In the early months of the COVID-19 pandemic, there was little known about the virus that was causing the COVID-19 illness. Hospital researchers in London, Ontario, through Lawson Health Research Institute, quickly got to work to study and better understand the SARS-CoV-2 virus. Lawson is the research arm of London Health Sciences Centre (LHSC) and St. Joseph’s Health Care London.
“When the pandemic hit, we were well prepared in London to start research studies. We had existing expertise, laboratories and teams through the hospitals, Lawson and Western University that could be mobilized quickly,” explains Dr. Douglas Fraser, Critical Care Physician at LHSC and Scientist at Lawson. “Patients started coming to hospital with COVID-19 and we began research that involved collecting human samples and bringing them to the lab for analysis.”

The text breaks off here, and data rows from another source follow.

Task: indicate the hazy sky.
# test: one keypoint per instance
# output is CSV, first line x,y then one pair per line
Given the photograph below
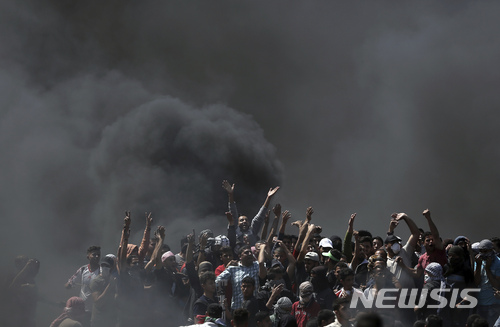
x,y
367,107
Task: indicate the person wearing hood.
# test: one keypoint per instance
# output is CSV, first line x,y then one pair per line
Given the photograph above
x,y
433,278
398,253
282,316
468,254
487,277
458,275
307,306
323,293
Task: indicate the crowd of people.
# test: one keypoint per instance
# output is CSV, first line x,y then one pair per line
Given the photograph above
x,y
260,274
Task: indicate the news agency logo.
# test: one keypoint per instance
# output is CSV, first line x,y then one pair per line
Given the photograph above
x,y
408,298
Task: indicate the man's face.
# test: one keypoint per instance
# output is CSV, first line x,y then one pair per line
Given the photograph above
x,y
429,243
382,253
348,282
170,263
246,257
376,244
209,286
94,257
266,322
247,290
310,264
226,257
367,249
343,313
280,256
243,223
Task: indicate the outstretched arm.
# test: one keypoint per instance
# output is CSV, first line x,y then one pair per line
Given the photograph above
x,y
143,248
435,233
284,220
263,235
303,227
155,260
274,227
122,250
415,233
257,221
305,243
348,237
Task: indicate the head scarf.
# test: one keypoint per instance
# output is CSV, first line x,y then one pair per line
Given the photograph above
x,y
75,307
305,292
283,306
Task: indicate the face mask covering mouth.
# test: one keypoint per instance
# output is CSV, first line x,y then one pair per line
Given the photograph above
x,y
396,247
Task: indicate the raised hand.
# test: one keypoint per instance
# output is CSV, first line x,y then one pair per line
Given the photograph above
x,y
127,219
277,209
272,191
161,232
228,187
149,219
309,213
229,218
399,215
286,216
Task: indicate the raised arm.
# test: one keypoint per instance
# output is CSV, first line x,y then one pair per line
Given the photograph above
x,y
348,238
435,233
257,221
155,260
290,270
122,249
415,233
284,220
143,248
262,260
303,226
263,235
230,193
305,243
274,227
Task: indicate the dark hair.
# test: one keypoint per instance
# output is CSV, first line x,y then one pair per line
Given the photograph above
x,y
240,316
471,319
325,315
341,264
248,280
369,319
345,272
363,233
434,321
419,323
495,241
206,276
480,322
366,239
243,249
312,322
261,315
341,301
93,248
214,310
227,250
426,234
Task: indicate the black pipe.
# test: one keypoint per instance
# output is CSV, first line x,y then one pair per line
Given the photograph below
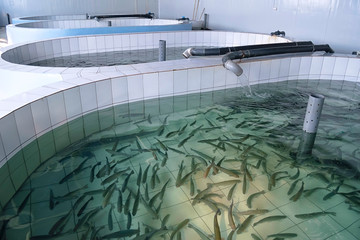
x,y
236,69
221,51
278,33
275,50
147,15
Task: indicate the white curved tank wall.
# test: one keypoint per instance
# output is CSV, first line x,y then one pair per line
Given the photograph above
x,y
22,8
13,57
56,107
327,21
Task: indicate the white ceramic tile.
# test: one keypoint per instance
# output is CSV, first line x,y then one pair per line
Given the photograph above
x,y
25,123
9,133
185,38
32,52
2,152
104,93
40,49
316,65
207,78
265,68
88,97
177,39
340,66
258,39
135,87
91,43
149,40
305,66
353,67
229,39
65,45
100,43
166,83
180,81
125,42
163,36
25,53
199,37
83,45
57,108
328,66
117,42
245,39
237,39
56,44
251,39
72,102
231,79
222,39
156,38
294,66
134,41
194,79
74,45
151,85
254,72
192,38
40,114
109,42
219,76
170,39
214,38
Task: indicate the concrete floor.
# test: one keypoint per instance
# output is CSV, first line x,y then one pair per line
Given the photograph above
x,y
3,38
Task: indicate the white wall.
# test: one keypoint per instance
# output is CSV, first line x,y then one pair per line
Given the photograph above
x,y
336,22
21,8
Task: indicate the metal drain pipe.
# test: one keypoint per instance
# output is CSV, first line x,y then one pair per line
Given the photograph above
x,y
236,69
311,123
162,50
221,51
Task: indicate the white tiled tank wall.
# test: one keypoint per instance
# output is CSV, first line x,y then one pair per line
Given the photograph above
x,y
38,51
66,105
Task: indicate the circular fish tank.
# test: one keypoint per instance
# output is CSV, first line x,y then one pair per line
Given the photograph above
x,y
180,149
40,30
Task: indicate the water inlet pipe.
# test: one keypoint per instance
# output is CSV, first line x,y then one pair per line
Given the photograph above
x,y
162,50
236,69
311,123
221,51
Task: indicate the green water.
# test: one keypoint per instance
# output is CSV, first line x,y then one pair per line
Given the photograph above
x,y
186,144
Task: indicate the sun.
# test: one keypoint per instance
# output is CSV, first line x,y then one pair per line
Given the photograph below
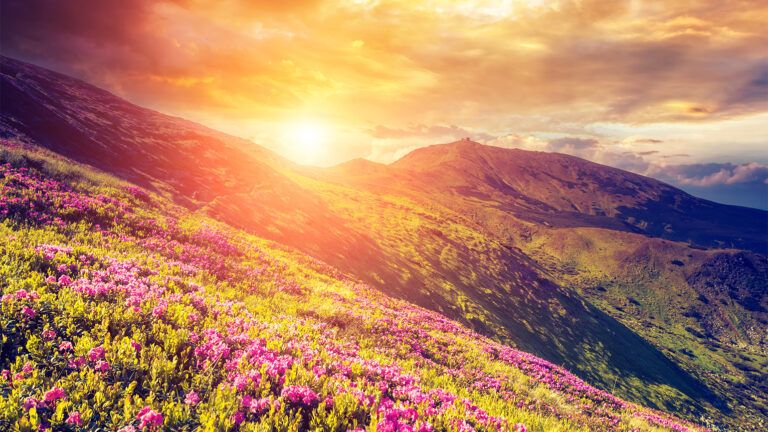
x,y
306,140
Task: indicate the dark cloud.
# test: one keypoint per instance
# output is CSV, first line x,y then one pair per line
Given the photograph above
x,y
712,174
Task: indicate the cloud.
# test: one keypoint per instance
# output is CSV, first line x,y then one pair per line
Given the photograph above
x,y
424,131
471,62
573,144
706,175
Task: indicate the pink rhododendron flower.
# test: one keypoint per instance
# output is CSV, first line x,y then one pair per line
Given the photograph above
x,y
31,402
238,418
56,393
65,346
300,395
149,418
28,312
74,419
192,398
96,353
77,362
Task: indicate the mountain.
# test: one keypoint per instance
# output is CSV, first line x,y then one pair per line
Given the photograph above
x,y
566,191
529,249
123,311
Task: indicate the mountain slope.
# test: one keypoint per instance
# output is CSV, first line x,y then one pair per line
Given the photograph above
x,y
567,191
466,263
121,310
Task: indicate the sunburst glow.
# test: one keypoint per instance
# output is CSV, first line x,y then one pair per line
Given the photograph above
x,y
305,140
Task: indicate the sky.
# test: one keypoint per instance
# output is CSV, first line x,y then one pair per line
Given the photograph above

Dr. Fraser, who is also a Professor at Western’s Schulich School of Medicine & Dentistry, led the research team studying the samples from COVID-19 patients in hospital. “We learned very quickly that COVID-19 patients were experiencing a strong inflammatory response to the virus. We looked at the molecules involved because many of these are signaling molecules to the immune system.”
Dr. Douglas Fraser, Critical Care Physician (LHSC) and Lawson Scientist
“By studying the molecules, we were able to determine the pathways. This is important because it also points to how we should be targeting our diagnostics and therapeutics,” adds Dr Fraser.
As a hospital research institute, Lawson is uniquely positioned to address the medical questions posed by a new virus. Its Clinical Research Services (LCRS) and Center for Clinical Investigation and Therapeutics (CCIT) teams responded rapidly when researchers initiated COVID-19 studies, including Dr. Fraser’s study to examine the immune response in patients with COVID-19.
“Starting a clinical trial usually takes a certain amount of time to put together, but the pandemic created a perfect storm,” explains Sue Tereschyn, Manager of LCRS at Lawson. “Clinical researchers had to develop studies at a speed they have never seen, and they needed implementation support at the same speed. In Dr. Fraser’s case, we needed samples from the Intensive Care Unit (ICU) and we were processing samples from COVID-19 patients seven days a week. A high level of skill was needed.”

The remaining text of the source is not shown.